Conceptually, the initial request creates a large REPRESENTATION of the
given type which is then divided into pages and returned in subsequent
requests.

Regards,
___________________________________________________________________________

Arthur Ryman, PhD, DE

Chief Architect, Project and Portfolio Management
IBM Software, Rational
Markham, ON, Canada | Office: 905-413-3077, Cell: 416-939-5063

From:
Arthur Ryman/Toronto/IBM at IBMCA
To:
Martin Nally <nally at us.ibm.com>
Cc:
oslc-core at open-services.net
Date:
12/06/2010 10:20 AM
Subject:
Re: [oslc-core] Fw: Issue with the Use of dcterms:title and
dcterms:description with oslc:ResponseInfo
Sent by:
oslc-core-bounces at open-services.net

Martin,

1. As a data modelling approach RDF is independent of HTTP, but there is
no reason why RDF can't model HTTP concepts, such as an HTTP Response.
Response is a more basic concept than Page since not all resources are
pages of some larger resource. To allow for potential non-page-related
properties being included in the response, the core wg adopted the more
general name ResponseInfo rather than PageInfo. This may have been more
generality than we needed, but that was the thought process.
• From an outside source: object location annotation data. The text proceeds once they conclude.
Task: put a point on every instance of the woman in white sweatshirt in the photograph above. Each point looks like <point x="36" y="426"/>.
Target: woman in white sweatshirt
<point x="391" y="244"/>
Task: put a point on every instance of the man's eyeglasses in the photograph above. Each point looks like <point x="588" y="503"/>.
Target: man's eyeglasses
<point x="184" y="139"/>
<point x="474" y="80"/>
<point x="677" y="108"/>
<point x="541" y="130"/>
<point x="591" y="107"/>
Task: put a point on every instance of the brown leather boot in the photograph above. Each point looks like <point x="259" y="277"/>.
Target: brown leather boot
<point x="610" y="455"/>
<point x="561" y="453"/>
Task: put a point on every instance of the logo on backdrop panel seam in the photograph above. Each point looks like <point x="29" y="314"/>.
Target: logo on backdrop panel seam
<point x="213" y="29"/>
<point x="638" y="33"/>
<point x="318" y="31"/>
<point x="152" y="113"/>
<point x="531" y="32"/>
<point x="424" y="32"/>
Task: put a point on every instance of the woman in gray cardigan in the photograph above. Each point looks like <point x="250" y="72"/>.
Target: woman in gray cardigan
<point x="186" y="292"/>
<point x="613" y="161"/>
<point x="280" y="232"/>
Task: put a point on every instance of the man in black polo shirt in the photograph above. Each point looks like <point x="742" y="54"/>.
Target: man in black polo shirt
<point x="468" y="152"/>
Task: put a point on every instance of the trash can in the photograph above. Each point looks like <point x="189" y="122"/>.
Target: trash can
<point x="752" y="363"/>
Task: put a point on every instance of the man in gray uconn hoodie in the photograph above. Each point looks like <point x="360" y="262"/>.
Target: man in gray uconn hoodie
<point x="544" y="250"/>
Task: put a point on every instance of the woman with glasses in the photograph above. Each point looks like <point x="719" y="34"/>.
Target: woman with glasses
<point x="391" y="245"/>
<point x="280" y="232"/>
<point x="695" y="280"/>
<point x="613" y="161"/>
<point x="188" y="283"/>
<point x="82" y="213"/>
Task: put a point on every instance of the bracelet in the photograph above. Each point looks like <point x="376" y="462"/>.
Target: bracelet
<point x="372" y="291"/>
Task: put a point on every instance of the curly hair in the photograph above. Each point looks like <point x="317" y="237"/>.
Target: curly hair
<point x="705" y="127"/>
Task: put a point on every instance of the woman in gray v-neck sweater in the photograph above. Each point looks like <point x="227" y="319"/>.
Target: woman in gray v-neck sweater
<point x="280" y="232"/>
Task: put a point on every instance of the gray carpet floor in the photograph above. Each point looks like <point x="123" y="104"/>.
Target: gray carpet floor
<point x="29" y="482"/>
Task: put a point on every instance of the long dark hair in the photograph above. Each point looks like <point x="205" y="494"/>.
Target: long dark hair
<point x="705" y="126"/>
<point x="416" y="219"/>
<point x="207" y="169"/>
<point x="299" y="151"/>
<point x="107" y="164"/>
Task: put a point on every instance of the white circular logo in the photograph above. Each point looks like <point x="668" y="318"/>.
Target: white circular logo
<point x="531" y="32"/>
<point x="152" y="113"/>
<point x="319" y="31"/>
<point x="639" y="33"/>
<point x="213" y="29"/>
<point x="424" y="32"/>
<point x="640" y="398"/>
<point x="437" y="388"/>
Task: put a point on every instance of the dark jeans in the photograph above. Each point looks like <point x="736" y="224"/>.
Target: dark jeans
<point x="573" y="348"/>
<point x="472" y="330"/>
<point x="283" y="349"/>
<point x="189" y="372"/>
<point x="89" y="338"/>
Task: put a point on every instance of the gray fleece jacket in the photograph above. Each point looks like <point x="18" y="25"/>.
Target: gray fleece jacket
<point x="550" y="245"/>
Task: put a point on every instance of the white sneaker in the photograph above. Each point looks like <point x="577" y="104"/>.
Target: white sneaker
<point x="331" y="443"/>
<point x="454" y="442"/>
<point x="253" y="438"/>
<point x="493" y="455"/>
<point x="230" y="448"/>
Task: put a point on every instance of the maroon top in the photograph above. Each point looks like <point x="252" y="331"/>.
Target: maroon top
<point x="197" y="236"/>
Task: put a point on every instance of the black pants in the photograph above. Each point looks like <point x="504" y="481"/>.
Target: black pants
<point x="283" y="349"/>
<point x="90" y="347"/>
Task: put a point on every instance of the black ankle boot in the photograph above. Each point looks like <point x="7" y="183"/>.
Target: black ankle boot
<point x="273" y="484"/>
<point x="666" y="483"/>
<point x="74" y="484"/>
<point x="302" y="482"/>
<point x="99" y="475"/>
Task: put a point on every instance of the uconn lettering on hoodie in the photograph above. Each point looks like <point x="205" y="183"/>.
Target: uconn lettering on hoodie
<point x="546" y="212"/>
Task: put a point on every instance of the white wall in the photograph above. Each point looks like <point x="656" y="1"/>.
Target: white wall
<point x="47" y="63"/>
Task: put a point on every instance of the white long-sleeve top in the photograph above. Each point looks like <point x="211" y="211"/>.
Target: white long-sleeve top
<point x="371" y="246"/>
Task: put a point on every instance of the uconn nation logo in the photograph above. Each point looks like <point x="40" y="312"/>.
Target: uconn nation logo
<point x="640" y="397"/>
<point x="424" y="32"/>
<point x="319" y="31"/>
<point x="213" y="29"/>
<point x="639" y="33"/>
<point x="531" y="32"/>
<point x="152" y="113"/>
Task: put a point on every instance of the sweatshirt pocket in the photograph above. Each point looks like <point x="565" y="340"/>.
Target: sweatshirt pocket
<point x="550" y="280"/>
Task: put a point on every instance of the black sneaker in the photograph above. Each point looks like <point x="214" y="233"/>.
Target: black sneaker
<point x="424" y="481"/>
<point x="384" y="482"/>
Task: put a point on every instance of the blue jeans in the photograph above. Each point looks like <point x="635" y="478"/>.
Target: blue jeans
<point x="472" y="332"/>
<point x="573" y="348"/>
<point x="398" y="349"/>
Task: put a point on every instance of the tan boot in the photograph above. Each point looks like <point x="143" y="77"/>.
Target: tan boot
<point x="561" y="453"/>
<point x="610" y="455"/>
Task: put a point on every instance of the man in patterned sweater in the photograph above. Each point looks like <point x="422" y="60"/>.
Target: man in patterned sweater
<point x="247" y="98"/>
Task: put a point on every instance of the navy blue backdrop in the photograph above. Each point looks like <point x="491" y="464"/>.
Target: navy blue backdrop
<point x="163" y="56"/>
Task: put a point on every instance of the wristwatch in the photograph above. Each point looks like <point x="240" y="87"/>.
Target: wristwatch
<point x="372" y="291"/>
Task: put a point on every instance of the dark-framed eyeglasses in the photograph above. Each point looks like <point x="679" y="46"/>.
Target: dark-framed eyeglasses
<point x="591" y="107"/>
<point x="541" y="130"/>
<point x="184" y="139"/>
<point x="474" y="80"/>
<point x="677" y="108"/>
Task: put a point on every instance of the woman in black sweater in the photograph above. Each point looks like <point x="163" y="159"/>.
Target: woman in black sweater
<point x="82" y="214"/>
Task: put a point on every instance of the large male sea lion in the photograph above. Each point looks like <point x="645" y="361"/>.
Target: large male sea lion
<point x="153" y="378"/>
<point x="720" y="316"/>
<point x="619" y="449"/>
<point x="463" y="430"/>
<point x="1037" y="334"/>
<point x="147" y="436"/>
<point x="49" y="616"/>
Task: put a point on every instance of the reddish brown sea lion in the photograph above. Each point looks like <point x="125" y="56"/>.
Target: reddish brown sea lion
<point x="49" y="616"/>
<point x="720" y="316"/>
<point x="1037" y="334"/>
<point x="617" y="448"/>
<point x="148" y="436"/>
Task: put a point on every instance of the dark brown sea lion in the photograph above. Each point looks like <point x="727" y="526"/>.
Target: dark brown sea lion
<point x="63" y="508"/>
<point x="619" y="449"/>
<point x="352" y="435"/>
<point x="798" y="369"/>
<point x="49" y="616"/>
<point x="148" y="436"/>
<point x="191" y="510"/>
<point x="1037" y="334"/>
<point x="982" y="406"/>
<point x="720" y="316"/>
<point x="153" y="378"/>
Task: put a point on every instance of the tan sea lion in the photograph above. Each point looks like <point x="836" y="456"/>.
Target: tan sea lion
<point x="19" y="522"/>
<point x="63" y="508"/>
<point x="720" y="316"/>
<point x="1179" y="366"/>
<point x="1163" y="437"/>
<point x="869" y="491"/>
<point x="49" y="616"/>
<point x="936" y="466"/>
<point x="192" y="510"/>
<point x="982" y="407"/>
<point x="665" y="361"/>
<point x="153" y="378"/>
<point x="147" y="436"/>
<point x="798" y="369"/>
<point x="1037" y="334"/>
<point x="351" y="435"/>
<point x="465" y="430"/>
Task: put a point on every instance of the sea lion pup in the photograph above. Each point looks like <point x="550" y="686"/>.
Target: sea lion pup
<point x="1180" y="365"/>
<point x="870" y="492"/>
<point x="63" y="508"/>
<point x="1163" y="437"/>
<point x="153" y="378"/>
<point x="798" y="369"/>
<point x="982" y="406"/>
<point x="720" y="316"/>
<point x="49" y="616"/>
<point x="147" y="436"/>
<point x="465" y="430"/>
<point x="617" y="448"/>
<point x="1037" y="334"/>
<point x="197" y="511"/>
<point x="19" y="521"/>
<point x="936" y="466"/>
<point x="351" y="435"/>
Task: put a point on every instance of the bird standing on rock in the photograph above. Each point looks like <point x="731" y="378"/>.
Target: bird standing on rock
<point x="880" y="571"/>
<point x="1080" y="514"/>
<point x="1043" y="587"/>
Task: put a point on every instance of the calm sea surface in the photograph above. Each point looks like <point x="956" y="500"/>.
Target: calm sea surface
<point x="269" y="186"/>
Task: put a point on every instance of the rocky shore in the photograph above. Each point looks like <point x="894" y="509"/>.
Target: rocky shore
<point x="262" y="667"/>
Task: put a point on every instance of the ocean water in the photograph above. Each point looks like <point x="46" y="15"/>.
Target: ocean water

2. For HTML paging, I meant that the service should be free to decide
where to create page breaks. Each page would be a valid HTML document. If
we regard HTML as being for direct human viewing, then the human will
simply look for a link labelled "Next". If we want to support machine
processing of HTML then we should specify how the next page link is
represented. I suggest we use RDFa for that and simply encode the
oslc:nextPage property. We could also use the usual HTML <link> tag, e.g.
the HTML reference on links [1] uses <link rel="next" href="objects.html">
Here "next" is a standard link type. [2]

There is one subtle point here related to content negotiation. We allow
content negotiation on the intial request, i.e. the URI is the same for
RDF or HTML or JSON. However, if the resource needs to be paged, then we
should not require the service to support content negotiation on the
subsequent pages, i.e. their content type should be determined by the
initial request. Conceptually, the initial request creates a large
resource of the given type which is then divided into pages and returned
in subsequent requests.

For example, the triples in RDF are unordered so the server could return
them in any order (unless sorting was requested). However, order is very
significant in HTML.Furthermore, HTML is more verbose so an HTML page
might contain fewer triples than an RDF page. It therefore seems
appropriate that we should not require that services support content
negotiation on subsequent pages.

3. I agree that http://example.com/bugs?oslc:firstPage would be a more
appropriate URI than http://example.com/bugs?oslc:paging=true for the
first page of a server-initiated paged response. However, as long as we
can distinguish between the page URI and the URI of the resource being
divided into pages, then the problem is solved.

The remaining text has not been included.